A flattened inferior vena cava, defined by a maximal transverse-to-maximal anteroposterior diameter of 3:1 or more, was found on 70 (14%) of the 500 CT scans, on at least one of the four predetermined levels. Of these 70 patients, 21 (30%) had definite evidence of hypovolemia or hypotension (Fig. 1A,1B), three (4%) had possible evidence of hypovolemia or hypotension, and 46 (66%) had no evidence of hypovolemia or hypotension (Fig. 2A,2B,2C). Of the 21 patients with definite evidence of hypovolemia or hypotension, 17 had a systolic blood pressure of less than 100 mm Hg; 11 had clinical signs of hypovolemia (i.e., dehydration), including seven of the 17 patients who were also hypotensive. Two of the 21 patients were being administered dopamine to maintain blood pressure and systemic perfusion, and three required multiple blood transfusions to correct ongoing blood loss.

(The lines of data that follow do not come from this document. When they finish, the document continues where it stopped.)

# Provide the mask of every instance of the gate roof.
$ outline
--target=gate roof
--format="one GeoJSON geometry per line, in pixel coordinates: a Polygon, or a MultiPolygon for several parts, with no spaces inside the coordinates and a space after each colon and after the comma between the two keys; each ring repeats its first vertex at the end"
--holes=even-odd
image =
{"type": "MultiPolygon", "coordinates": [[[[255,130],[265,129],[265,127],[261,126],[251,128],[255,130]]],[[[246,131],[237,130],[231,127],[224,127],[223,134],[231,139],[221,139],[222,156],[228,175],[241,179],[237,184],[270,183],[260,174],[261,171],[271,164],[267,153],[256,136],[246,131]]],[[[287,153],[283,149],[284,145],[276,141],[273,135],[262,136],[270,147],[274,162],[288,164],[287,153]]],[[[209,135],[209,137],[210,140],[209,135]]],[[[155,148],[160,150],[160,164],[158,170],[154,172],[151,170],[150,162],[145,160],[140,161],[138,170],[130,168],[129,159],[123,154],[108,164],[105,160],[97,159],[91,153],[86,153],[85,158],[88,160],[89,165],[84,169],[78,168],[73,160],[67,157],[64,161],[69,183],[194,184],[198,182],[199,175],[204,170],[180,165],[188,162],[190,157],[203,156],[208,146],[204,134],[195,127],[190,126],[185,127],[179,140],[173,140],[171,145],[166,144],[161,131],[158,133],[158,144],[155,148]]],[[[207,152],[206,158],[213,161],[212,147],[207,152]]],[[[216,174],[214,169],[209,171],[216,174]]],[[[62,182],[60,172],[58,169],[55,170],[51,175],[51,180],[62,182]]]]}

The primary clinical diagnoses in these patients at the time of or immediately after the abdominal CT included retroperitoneal hemorrhage, sepsis, dehydration, bowel ischemia, cholangitis, colitis, anemia, abdominal abscess, acute myocardial infarction, and pericardial effusion and tamponade. The clinical and CT findings are summarized in Figure 3.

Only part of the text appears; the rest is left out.